论文标题
使用CTC损失和扩展前缀梁搜索单阶段的手势检测
Single-stage intake gesture detection using CTC loss and extended prefix beam search
论文作者
论文摘要
准确检测单个摄入手势是迈向自动饮食监测的关键步骤。手腕运动的惯性传感器数据和描述上半身的视频数据均已用于此目的。迄今为止,最先进的方法使用了两阶段的方法,其中(i)使用深神经网络从传感器数据中学到了(i)帧级进气概率,然后(ii)通过找到框架级别概率的最大值来检测到稀疏的进气门事件。在这项研究中,我们提出了一种单阶段方法,该方法将从传感器数据中学到的概率直接解码为稀疏的摄入检测。这是通过使用Connectionist暂时分类(CTC)损失的弱监督训练来实现的,并使用新型的扩展前缀梁搜索解码算法进行解码。这种方法的好处包括(i)检测的端到端培训,(ii)与现有方法相比,(iii)对摄入手势标签的简化计时要求以及(iii)的检测性能提高。在两个单独的数据集中,对于视频和惯性传感器,我们在两阶段的进气探测和饮食检测任务上,相对$ f_1 $得分提高了1.9%和6.2%。
Accurate detection of individual intake gestures is a key step towards automatic dietary monitoring. Both inertial sensor data of wrist movements and video data depicting the upper body have been used for this purpose.
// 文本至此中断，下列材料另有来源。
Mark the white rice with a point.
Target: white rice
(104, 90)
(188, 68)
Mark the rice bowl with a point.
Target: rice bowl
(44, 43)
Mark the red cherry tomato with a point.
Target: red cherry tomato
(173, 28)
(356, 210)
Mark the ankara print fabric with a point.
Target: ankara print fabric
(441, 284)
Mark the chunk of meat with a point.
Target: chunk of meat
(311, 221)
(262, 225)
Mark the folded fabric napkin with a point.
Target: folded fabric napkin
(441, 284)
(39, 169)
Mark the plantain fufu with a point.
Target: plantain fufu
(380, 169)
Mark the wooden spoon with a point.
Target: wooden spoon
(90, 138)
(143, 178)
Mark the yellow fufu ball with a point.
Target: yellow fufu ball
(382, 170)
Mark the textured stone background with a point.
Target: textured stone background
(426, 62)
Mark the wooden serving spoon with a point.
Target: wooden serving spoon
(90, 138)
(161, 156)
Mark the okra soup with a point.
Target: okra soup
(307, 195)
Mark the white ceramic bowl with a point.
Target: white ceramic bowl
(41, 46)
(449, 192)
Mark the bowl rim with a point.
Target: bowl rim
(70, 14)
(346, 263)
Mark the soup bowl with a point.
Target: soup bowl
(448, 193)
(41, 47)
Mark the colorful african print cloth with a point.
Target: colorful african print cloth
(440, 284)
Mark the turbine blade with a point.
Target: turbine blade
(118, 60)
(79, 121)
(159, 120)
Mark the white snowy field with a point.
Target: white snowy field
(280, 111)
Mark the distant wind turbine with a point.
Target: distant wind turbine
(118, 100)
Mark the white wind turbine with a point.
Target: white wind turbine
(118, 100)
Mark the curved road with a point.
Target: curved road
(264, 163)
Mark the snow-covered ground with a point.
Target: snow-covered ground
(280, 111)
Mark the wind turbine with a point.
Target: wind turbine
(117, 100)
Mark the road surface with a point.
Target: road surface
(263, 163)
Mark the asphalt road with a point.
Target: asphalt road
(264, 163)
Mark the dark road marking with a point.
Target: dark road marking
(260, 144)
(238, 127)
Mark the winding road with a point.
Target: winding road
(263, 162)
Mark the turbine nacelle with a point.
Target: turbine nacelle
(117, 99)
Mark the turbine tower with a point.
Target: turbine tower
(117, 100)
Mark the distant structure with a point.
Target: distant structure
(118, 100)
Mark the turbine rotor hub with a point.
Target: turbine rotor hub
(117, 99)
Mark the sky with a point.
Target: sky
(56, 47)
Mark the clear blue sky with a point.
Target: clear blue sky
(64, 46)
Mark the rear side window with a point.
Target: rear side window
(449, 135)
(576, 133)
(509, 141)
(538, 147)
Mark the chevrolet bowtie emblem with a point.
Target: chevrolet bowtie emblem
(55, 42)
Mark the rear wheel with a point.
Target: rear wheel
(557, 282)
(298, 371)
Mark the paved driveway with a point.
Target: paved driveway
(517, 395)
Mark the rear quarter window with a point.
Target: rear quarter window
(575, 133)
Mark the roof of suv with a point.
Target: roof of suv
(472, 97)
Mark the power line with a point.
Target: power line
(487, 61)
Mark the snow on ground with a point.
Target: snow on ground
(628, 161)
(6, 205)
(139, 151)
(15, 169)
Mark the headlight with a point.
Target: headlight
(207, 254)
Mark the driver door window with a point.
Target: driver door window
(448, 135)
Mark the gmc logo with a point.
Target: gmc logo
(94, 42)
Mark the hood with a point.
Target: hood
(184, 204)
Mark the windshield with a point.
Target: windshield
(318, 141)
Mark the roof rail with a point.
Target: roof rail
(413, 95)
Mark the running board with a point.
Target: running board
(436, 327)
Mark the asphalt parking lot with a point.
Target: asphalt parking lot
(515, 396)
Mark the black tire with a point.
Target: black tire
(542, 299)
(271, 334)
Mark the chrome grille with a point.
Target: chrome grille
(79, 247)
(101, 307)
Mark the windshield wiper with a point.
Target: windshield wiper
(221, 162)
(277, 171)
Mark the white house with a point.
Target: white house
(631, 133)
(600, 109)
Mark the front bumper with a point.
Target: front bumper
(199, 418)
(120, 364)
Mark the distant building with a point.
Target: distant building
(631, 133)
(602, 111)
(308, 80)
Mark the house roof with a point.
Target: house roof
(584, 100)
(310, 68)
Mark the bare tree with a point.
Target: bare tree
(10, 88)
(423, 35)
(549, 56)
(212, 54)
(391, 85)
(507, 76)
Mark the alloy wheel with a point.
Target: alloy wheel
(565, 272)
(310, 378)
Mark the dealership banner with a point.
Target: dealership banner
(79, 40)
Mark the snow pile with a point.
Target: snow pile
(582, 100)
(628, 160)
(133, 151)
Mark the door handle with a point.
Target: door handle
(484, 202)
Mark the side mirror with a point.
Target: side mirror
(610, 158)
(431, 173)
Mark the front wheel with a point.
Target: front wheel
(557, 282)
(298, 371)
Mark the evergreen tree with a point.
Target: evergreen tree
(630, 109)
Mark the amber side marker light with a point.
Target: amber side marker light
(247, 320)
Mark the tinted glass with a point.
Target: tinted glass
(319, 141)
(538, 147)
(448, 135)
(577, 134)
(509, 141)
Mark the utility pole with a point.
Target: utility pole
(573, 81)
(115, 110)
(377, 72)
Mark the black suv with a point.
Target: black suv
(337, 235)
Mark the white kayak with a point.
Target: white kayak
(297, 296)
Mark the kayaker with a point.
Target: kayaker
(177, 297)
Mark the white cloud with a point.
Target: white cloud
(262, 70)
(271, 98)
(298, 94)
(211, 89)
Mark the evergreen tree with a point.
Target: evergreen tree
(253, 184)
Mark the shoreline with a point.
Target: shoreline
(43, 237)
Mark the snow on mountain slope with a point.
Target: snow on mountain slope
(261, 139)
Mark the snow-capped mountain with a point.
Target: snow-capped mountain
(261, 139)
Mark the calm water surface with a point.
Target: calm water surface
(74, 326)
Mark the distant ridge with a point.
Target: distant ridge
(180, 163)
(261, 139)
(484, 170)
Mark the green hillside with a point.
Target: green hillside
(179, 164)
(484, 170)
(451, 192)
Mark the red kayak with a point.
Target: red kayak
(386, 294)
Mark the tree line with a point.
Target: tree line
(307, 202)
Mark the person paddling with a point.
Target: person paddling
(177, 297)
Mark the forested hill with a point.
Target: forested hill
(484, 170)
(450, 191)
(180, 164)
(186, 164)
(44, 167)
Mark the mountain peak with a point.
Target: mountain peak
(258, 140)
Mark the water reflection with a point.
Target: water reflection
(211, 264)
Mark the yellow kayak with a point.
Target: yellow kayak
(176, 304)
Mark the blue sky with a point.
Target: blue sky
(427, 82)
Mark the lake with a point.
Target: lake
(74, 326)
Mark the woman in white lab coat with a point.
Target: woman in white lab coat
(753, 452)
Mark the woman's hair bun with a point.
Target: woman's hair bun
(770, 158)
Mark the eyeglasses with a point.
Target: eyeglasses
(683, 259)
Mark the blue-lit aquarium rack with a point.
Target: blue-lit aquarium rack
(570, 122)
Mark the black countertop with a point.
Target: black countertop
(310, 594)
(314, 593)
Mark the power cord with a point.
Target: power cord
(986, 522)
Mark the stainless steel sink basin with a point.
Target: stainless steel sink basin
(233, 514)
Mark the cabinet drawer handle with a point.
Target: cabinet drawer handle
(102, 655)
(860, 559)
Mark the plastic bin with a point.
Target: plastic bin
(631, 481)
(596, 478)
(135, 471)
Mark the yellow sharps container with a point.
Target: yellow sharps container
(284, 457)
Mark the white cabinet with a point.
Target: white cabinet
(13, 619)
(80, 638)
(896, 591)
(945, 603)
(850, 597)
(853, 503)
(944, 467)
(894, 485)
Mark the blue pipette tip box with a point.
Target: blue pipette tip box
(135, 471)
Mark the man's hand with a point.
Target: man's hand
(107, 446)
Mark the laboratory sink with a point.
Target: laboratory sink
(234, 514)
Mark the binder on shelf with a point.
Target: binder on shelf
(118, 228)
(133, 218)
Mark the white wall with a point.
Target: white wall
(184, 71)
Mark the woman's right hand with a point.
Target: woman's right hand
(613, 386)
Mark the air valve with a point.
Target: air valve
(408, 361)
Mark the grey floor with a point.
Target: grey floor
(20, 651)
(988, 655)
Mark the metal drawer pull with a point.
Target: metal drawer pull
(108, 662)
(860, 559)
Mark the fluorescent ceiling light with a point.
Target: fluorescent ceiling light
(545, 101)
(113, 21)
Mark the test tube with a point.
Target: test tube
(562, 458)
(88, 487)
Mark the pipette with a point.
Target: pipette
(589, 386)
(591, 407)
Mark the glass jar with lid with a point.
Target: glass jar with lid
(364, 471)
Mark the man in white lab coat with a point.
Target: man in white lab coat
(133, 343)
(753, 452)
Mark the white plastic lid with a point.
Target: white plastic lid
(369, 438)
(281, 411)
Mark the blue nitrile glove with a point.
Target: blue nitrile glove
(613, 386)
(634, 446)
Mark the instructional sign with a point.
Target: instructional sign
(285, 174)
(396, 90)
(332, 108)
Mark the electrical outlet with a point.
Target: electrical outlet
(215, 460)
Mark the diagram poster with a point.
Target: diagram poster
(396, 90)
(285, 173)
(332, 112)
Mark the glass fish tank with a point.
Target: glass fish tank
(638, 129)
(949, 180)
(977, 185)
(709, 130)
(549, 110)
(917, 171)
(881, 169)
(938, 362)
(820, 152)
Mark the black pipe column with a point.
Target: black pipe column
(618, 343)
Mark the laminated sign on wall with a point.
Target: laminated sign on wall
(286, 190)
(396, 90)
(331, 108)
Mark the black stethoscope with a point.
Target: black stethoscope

The most advanced approaches to date use a two-stage approach, in which (i) frame-level intake probabilities are learned from the sensor data using a deep neural network, and then (ii) sparse intake events are detected by finding the maxima of the frame-level probabilities. In this study, we propose a single-stage approach which directly decodes the probabilities learned from sensor data into sparse intake detections. This is achieved by weakly supervised training using Connectionist Temporal Classification (CTC) loss, and decoding using a novel extended prefix beam search decoding algorithm. Benefits of this approach include (i) end-to-end training for detections, (ii) simplified timing requirements for intake gesture labels, and (iii) improved detection performance compared to existing approaches. Across two separate datasets, we achieve relative $F_1$ score improvements between 1.9% and 6.2% over the two-stage approach for intake detection and eating/drinking detection tasks, for both video and inertial sensors.